In Iran—as you might expect—internet content about women’s rights, sex, and religion are censored and filtered. Wikipedia articles on the topic used to be blocked. But in 2015, people in Iran were suddenly able to access Wikipedia posts that were previously censored—all because Wikipedia made a simple switch.
Wikipedia used to operate under both HTTP or HTTPS. With HTTPS, the information in your browser is encrypted. People can see what site you’re on, but not which specific page of that site when you use HTTPS. For example, someone eavesdropping on the network could see that you’re on Facebook, but not which ex from high school you’re looking at.
So if a country didn’t want you looking at, say, the Wikipedia page about Tiananmen Square, it could just block that single article. That is, until the Wikimedia Foundation switched over to being completely HTTPS in 2015. Now, if a nation wants to stop its citizens from reading some Wikipedia pages, it has to block the entire site. “Without encryption, governments can more easily surveil sensitive information, creating a chilling effect, and deterring participation, or in extreme cases they can isolate or discipline citizens,” the Wikimedia Foundation said in a statement back in 2015.
In May, the Berkman Klein Center for Internet and Society at Harvard released a study on the effects of the Wikimedia Foundation’s switch to HTTPS-only. For the most part, according to the report, it has been positive for the fight against censorship. “Wikipedia has repeatedly found itself the target of government censors,” the authors of the study wrote. But the site’s efforts seem to be working. “Our research suggests that on balance, there is less censorship happening now than before the transition to HTTPS-only content delivery in June 2015. This initial data suggests the decision to shift to HTTPS has been a good one in terms of ensuring accessibility to knowledge,” the study says.
To conduct the study, the Berkman Center used both client-side data and server-side data. Client data comes from the “perspective of users around the globe,” and server data deals with “traffic coming in to Wikimedia servers.”

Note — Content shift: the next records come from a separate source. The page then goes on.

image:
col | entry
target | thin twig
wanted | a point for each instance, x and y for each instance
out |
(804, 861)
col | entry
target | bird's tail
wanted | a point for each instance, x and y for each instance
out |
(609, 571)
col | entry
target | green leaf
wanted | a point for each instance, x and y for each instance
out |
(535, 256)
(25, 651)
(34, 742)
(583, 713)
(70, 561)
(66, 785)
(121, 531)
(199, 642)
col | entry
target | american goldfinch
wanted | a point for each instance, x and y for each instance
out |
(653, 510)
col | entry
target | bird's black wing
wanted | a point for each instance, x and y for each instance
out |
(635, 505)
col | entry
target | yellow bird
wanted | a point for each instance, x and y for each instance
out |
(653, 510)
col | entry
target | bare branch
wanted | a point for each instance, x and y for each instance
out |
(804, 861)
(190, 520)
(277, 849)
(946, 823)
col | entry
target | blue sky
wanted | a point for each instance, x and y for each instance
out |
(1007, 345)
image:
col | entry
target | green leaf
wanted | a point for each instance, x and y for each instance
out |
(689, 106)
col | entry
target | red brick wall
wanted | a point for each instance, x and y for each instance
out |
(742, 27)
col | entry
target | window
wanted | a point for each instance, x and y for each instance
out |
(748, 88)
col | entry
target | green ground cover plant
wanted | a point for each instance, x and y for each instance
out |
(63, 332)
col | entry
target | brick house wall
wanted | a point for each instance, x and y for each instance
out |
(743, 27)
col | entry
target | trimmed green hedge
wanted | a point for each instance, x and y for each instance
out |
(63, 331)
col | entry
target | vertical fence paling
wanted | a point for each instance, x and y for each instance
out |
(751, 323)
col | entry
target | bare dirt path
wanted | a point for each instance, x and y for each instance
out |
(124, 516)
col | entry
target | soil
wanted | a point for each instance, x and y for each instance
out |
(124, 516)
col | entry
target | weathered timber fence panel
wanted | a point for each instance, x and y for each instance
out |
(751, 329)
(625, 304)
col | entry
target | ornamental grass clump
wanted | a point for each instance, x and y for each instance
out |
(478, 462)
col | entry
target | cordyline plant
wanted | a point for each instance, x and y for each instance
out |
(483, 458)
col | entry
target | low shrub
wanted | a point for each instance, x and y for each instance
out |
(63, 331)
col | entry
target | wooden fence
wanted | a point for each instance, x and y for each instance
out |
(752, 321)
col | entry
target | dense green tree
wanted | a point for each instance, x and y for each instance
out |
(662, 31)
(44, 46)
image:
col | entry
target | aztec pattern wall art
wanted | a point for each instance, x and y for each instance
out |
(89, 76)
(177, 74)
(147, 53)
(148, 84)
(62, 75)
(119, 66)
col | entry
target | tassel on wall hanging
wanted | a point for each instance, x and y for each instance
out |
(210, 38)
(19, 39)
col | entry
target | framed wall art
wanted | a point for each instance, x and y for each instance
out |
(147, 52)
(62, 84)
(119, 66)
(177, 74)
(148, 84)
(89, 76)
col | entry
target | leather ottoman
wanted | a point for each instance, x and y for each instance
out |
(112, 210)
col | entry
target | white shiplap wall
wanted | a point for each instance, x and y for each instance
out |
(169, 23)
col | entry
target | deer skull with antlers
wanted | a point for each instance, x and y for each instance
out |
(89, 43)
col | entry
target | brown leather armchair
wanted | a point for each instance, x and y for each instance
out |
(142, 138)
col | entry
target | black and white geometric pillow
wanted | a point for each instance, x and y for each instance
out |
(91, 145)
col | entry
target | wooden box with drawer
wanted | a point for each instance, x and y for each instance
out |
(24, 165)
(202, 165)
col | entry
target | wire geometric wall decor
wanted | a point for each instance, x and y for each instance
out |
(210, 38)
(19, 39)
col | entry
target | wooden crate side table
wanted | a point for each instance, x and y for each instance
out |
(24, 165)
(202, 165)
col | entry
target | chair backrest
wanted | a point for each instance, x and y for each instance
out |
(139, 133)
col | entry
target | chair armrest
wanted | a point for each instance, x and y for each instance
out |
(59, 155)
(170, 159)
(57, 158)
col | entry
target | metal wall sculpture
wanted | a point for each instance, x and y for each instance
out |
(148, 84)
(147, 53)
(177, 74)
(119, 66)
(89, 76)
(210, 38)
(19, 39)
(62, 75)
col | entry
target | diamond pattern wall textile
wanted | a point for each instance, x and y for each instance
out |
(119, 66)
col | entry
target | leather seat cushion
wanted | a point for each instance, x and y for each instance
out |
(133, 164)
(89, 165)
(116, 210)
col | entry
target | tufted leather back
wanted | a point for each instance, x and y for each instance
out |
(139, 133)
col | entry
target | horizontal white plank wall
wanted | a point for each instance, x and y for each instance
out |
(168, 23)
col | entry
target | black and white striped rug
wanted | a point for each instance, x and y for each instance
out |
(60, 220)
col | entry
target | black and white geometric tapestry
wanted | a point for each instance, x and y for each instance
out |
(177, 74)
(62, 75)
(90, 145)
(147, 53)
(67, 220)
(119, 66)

The researchers focused on 15 different countries that had histories of either specifically blocking Wikipedia or general internet censorship. The study found that the primary countries that are censoring Wikipedia at least somewhat are China, Thailand, and Uzbekistan.
The Chinese-language Wikipedia project began in May 2001. Its first brush with censorship came in 2004, when the government blocked the project during the anniversary of the Tiananmen Square protests. Currently, the entire Chinese Wikipedia site is blocked. China’s government its own official digital encyclopedia in 2018. A digitized version of the print version that has been around since the 1970s, it will contain 300,000-plus entries made by more than 20,000 scholars.
China is an extreme case, but other countries have dabbled in Wikipedia blockage, too. While states in America have begun to legalize marijuana, Russia still has a problem allowing its citizens to merely look at articles on the subject. Roskomnadzor, the federal agency that supervises electronic media in Russia, blocked all of Russian Wikipedia, aka ru.wikipedia.org, in August 2015 after Wikipedia editors refused to remove an article about cannabis. Because this happened after the switch to HTTPS, the government had to block all access to Wikipedia, instead of just the page. However, the site was restored a few hours later after Roskomnadzor said the article met its standards after being edited, even though Wikipedia editors claimed the article hadn’t been changed.
The study concludes that while Russia’s internet censorship at large continues to grow, the government has not been interfering with Wikipedia. Clients based in Russia were able to access Wikipedia and its subdomains, and the network request round trip was the fastest out of all the countries in the study.